Back to Roses are Blue – the four year gap is representative of the struggle to write my third verse novel. The first two were really successful – winning awards and critical acclaim, and selling well, which was amazing, but also did lead to some (mostly self-imposed) pressure to keep producing work of that quality. Additionally, I had found writing and talking about such difficult topics emotionally draining, and I was really keen that my next verse novel would be lighter and, dare I say it, fluffier. So I tried to write a verse novel from a cat’s perspective (literally fluffier). I really liked that story (and still do), but my publisher didn’t, and it is languishing in my metaphorical bottom drawer.
But I was still determined to keep writing verse novels, and was keen, because the mothers in my novels are often key figures, to write a story about mothers and daughters. The daughter character, who later revealed her name to be Amber, started talking to me very quickly – wanting me to write all about her different mum. But when I started writing I had no idea just what it was about her mum that would be different. When I realised what it would be – that Mum is not just different from other mums, but that, as the result of a terrible accident, she is really different than she was a year ago – I knew I had a story. But what I didn’t know as whether I could tell it. I had been looking for a lighter topic and had, somehow, found myself writing one that was anything but light.

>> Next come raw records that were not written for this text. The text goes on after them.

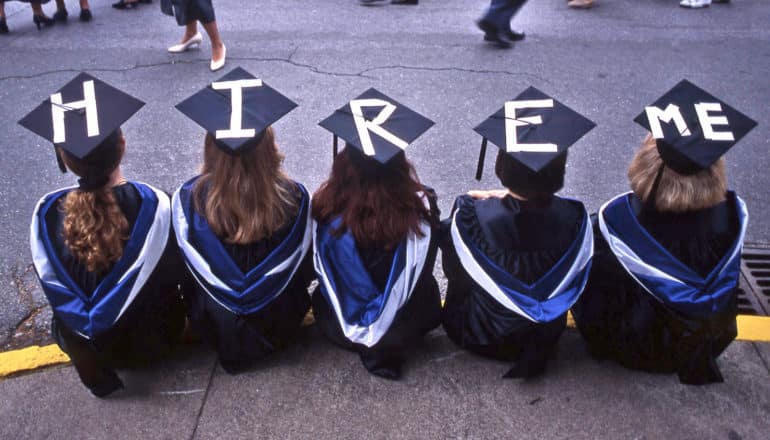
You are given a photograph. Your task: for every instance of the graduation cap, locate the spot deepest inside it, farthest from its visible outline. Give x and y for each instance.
(533, 128)
(81, 115)
(377, 125)
(693, 128)
(236, 109)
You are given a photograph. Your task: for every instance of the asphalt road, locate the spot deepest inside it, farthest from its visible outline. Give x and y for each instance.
(607, 63)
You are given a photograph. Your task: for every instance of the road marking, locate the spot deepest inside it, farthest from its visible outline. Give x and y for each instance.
(31, 358)
(750, 329)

But I listened to Amber and I wrote the story and thought that, although it was sad, it was an important story. But my publisher was not keen – because it was too sad. This surprised me – I was, after all, known for writing sad stories. My previous two sad stories had won awards. I was not impressed. But they were right (publishers usually are!). The story I had written was lacking the most important ingredient – hope. I knew in my heart that there was hope for Amber (and her mum) at the end of the story – but somehow it was not there on the page. Those who read that first manuscript were left unsatisfied.
It took a lot of rewriting to find a way to put that hope there for the reader – and Amber – to find. One of the threads that was strengthened to give that hope was the story of Leroy, a minor character initially, who because more important in subsequent drafts, and who, I think, helps to demonstrate why Amber has some of the feelings she does.

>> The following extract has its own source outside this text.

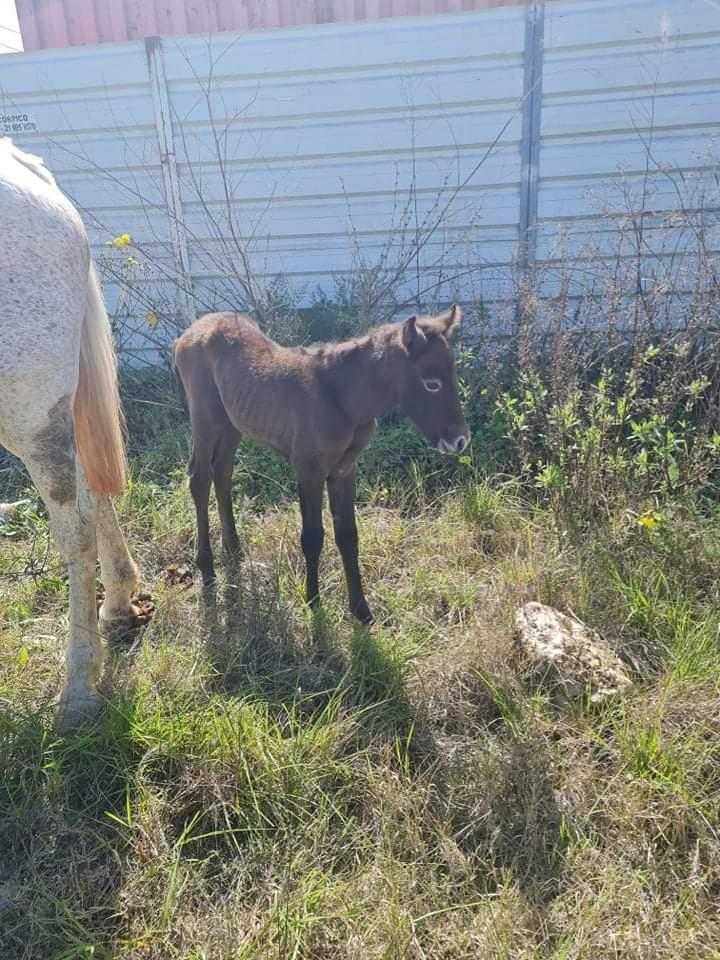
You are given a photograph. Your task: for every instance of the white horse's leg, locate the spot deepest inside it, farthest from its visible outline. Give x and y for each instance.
(118, 569)
(50, 459)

The story went back and forth a bit before it was finally accepted but eventually I got it right and it was accepted and then published. One of the bonuses of this delay was that, by the time it was accepted, the up and coming illustrator Gabriel Evans (pictured with left) was available, and given the task of bringing Amber and her world to life, which he did so beautifully.
Roses are Blue was published in 2014, and is still in print. Little did I know then that it would be SIX years till my next verse novel was released – but now, that six years is just days away from being up. I’m excited!